5 thoughts on “Most People Train Like Pussies

  1. Marko says:

    Gee thanks Conor, I thought a bench off 190 was pretty good for a strong guy like me, I guess I’ll just have to start lifting at the rec with the other ladies now.

  2. Nenad says:

    “Most people train like PUSSIES” including me]…. but i belive this is about change for GOOD!!!! HA,Ha,hA

  3. Philipk says:

    You guys have to start somewhere. Less soccer, less checking out the volleyball chicks and more lifting. Plus pushing yourselves a little more. Don’t be afraid to ask for a spot.

  4. conorattack says:

    I didn’t have you guys in mind when I wrote this, so I hope you guys can take this for what it’s worth. The point really is that how you train isn’t very important compared to just progressing in your weights, reps or whatever else.

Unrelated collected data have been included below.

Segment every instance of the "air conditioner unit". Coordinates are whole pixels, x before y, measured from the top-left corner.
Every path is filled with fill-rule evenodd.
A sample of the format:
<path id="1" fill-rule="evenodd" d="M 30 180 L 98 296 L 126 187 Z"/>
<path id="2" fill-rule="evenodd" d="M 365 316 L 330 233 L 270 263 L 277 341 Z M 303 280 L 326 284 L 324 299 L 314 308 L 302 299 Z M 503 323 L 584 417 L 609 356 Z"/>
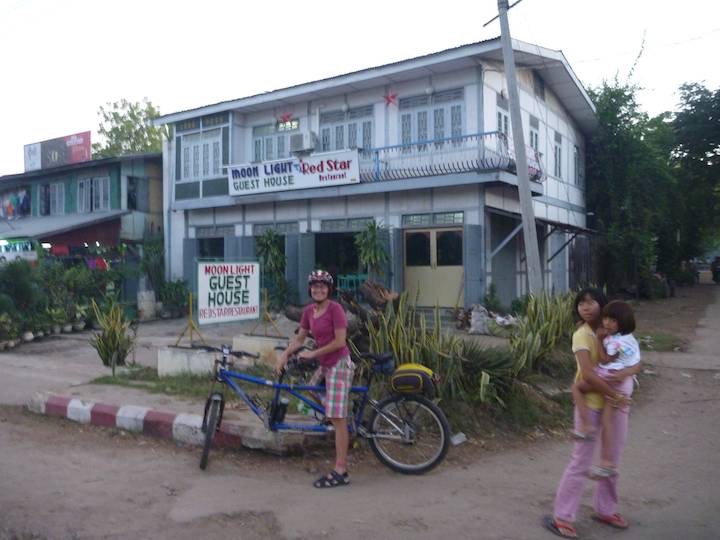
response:
<path id="1" fill-rule="evenodd" d="M 317 135 L 312 131 L 290 135 L 291 152 L 310 152 L 315 150 L 316 144 Z"/>

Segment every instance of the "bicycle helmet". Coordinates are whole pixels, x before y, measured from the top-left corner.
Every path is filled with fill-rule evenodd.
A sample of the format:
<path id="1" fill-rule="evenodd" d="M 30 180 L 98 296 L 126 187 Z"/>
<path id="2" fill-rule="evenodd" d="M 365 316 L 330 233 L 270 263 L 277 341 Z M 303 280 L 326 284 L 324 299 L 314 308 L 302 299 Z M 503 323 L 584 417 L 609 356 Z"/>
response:
<path id="1" fill-rule="evenodd" d="M 328 286 L 328 289 L 330 289 L 330 292 L 328 296 L 330 296 L 333 292 L 333 278 L 330 275 L 329 272 L 326 272 L 325 270 L 313 270 L 310 272 L 310 275 L 308 275 L 308 296 L 312 296 L 312 293 L 310 291 L 310 286 L 313 283 L 324 283 Z"/>

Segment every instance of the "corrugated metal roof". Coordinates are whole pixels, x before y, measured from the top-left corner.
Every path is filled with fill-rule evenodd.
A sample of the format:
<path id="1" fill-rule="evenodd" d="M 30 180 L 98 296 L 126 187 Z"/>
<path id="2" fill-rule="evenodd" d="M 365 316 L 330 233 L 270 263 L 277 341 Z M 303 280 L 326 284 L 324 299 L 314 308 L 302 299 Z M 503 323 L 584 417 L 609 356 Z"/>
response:
<path id="1" fill-rule="evenodd" d="M 112 165 L 113 163 L 122 163 L 123 161 L 132 161 L 134 159 L 162 159 L 162 152 L 146 152 L 143 154 L 127 154 L 125 156 L 91 159 L 90 161 L 71 163 L 69 165 L 61 165 L 60 167 L 51 167 L 48 169 L 39 169 L 37 171 L 27 171 L 16 174 L 6 174 L 5 176 L 0 176 L 0 185 L 5 182 L 12 182 L 13 180 L 30 180 L 40 176 L 54 175 L 90 167 L 101 167 L 103 165 Z"/>
<path id="2" fill-rule="evenodd" d="M 68 214 L 65 216 L 32 216 L 13 220 L 2 219 L 0 220 L 0 239 L 40 239 L 115 219 L 127 213 L 127 210 L 111 210 L 109 212 Z"/>
<path id="3" fill-rule="evenodd" d="M 562 51 L 546 49 L 515 39 L 513 40 L 513 50 L 516 52 L 516 64 L 519 67 L 532 67 L 538 70 L 545 80 L 546 86 L 556 93 L 580 128 L 586 133 L 592 131 L 597 124 L 595 107 Z M 169 124 L 231 110 L 252 112 L 278 104 L 288 105 L 307 99 L 331 97 L 338 93 L 355 92 L 372 86 L 393 84 L 415 77 L 477 65 L 478 61 L 483 59 L 502 62 L 500 38 L 461 45 L 382 66 L 166 114 L 156 118 L 153 123 L 155 125 Z"/>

Really, I see the same thing in people who run for ‘fitness’, they never get out the clock and get faster and then thy wonder why they’re not ripped.

    And, as Phil said, everybody starts somewhere. I heard somewhere that the first time he ever tried, Bill Kazmier dedlifted 500 pounds, as a teenager. That sounds pretty good, but what if ten years later he only pulled 600? It’s still a pretty good pull, but if he only put 100 pounds on it in a decade, that would be shitty. Now, if you start out pulling 100 pounds and after a year you’re pulling 300, that’s really good, but you’re still going to have to keep at it and build that even higher. Make sense?

    I wasn’t trying to slam anybody, just trying to point out the reasons that people, myself and everyone I know who trains included, sometimes don’t get to where we’re headed.